We have already looked at the first two prophecies in this fourth parable of Balaam dealing with Moab, Edom, and Amalek (Num 24:15-20). The third prophecy has reference to the Kenites (vv 21-22). Their origin cannot be determined and it is suggested that they were divided into two distinct groups. In the main they dwelt among the Canaanites (Gen 15:19) and were viewed as the enemies of Israel. However, some dwelt among the Midianites and became allied to Israel when Moses married Zipporah and Hobab went to Israel in the desert (Num 10:29). It seems that this section helped Israel in Judges 4 and intermarried with the line of Caleb (1 Chron 2:55).
The Kenites figure prominently in the history of Israel through Rechab who was known for his zeal for God (2 Kings 10:15-24 cf. Jer 35). It is suggested that the Kenites in general are before us in Numbers 24 and that, although they were never marked by the outward hostility of other nations, they did not fully enter into the relationship with Israel. The expression "strong is thy dwelling place, and thou puttest thy nest in a rock" may be figurative of their act of associating themselves with Israel. Nevertheless, they will not be safe from the invasion of the Assyrians. "The Kenite shall be wasted, until Asshur shall carry thee away captive" (v 22). This verse indicates either that the Kenites shall only be overthrown by the Assyrian power or that they shall endure until Israel itself shall be carried away captive by Asshur. Whichever view is taken, it is evident that we are not being introduced to one of the great powers of the end times. The mention of Asshur leads us on into the fourth and final prophecy of this fourth parable.
The fourth prophecy brings us to the climax when eastern and western powers clash and collapse (vv 23-24). Such will be the universal dealings of God with men that the prophecy commences with the question, "Alas, who shall live when God doeth this" (v 23)? This question does not refer to what has gone before, but to what follows. It is suggested that the meaning is, "who shall preserve his life in the universal catastrophe that is now coming?" The prophecy refers to the clash between the eastern (Asshur) and western (Chittim) powers in the end times. Thus, right at the beginning of Israels history, Balaam speaks of sovereignty being in the hands of the Gentiles from the east first and then the Gentiles of the west. Balaam names world powers before they were in existence. Centuries later, Daniel speaks of four kingdoms having dominion, the first two Asiatic and the last two European (Dan 2). In Balaams prophecies we have the prediction of Gentile sovereignty and its overthrow. We, therefore, have the germ of all that is to follow and it is significantly declared through the lips of a Gentile and to a Gentile king. The prophecy does not go into great detail. F. W. Grant has said, "Here is not the place for long prophetic detail. We do not get the details here, but a germ of all that is developed in later prophecies. This prophecy merely gives the inevitable result when the Sceptre shall rise out of Israel."
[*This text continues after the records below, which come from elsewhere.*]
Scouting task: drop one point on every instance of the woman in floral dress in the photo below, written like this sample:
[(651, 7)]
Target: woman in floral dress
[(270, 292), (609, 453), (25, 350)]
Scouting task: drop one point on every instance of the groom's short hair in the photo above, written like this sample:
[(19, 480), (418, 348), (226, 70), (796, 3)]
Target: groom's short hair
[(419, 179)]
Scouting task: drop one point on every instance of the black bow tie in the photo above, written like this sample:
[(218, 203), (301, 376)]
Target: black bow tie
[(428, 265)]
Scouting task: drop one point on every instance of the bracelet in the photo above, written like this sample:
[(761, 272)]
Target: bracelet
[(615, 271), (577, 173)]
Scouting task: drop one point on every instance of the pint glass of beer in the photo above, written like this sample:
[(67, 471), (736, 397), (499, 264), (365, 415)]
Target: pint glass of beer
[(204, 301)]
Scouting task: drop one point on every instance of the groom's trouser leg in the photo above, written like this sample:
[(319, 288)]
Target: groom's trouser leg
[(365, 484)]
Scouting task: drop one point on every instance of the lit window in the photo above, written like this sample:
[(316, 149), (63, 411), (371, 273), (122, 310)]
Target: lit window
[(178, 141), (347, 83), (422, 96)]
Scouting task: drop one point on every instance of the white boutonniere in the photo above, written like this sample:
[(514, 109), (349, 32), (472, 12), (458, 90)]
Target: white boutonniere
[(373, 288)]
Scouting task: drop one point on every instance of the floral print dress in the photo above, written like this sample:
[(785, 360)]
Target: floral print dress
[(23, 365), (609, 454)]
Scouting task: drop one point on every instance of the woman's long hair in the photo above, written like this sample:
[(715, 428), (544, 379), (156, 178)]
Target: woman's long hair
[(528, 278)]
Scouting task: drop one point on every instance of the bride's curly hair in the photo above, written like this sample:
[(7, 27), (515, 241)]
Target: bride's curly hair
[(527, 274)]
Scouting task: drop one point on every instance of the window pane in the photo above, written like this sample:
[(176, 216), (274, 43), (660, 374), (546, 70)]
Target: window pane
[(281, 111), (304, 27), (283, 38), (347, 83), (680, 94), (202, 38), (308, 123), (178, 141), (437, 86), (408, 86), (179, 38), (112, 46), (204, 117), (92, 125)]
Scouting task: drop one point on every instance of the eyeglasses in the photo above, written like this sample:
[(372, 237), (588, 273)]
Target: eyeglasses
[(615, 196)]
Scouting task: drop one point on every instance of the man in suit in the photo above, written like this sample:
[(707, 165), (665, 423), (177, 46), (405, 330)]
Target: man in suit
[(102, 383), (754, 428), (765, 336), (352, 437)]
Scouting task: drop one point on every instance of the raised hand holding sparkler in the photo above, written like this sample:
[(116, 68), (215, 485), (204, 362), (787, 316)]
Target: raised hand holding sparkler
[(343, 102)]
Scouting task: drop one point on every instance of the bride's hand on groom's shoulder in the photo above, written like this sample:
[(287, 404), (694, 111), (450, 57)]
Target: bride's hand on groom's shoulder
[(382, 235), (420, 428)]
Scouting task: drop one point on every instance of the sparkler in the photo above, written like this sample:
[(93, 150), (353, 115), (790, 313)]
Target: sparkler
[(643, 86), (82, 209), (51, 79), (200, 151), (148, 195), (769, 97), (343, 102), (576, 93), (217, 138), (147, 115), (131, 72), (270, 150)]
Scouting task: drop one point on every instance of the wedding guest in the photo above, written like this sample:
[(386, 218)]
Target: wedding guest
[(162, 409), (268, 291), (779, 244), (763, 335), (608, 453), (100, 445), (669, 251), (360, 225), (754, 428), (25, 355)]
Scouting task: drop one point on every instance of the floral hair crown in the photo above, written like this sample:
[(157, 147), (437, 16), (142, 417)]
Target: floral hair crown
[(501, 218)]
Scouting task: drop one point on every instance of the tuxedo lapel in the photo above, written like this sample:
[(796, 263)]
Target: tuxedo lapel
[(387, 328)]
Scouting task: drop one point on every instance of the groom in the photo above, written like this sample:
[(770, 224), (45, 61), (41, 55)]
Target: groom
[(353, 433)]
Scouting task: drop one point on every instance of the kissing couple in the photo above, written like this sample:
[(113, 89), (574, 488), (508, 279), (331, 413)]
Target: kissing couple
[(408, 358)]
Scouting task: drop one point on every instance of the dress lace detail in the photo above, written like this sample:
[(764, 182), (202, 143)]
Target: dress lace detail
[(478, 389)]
"Ships shall come from the coast of Chittim" Chittim was a son of Javan, son of Japheth (Kittim of Gen 10:4), but all seem agreed that the reference is to Cyprus with its capital of Citium being used to signify a western power (cf. Dan 11:30). Thus a western power shall afflict Asshur and Eber. Asshur, all agree, speaks of the Assyrians. However, some take Eber as referring to the Hebrews, while others feel it refers to Gentiles on the other side of the Euphrates, not actually Asshur, but associated with Asshur. Whichever view is taken, the emphasis is upon a power from the west afflicting both Asshur and Eber.
Asshur, the power in the third prophecy, is now afflicted or humbled in this prophecy "his latter end shall be that he perish forever" (v 20). Gentile dominion, whether eastern, western or a combination of both, will be terminated with the coming of Israels Messiah. Thus the prophecy emphasizes the ultimate triumph of Israel over all Gentile powers through their great and glorious King. The seed in this fourth parable is developed in later prophecies where we see the ten-kingdom confederacy having possession of Assyria from where the Assyrian of Isaiah 10-12 arises at the little horn (Dan 7-8). He will attain to supremacy and sovereignty over the kingdom and hold universal sway (Rev 13:8; 17:17) only to meet his awful doom at the hand of Israels almighty King, the King of kings and Lord of lords (Rev 19).
Thus we have seen one power after another brought before us only to be trodden under foot by Israels great Ruler. Rev. F. Whitfield, M.A. from his book Balaams Parables, says "the Star out of Jacob shall rise and gild the clouds of that dark day with radiance. The Sceptre out of Israel shall arise and break in pieces every enemy. The Sun of righteousness shall arise with healing in His wings and scatter every cloud, heal every disease, dry every tear, and speak peace to every heart."
What a privilege, what a dignity it is to be associated with such a glorious Person. We should live in keeping with that privilege and dignity.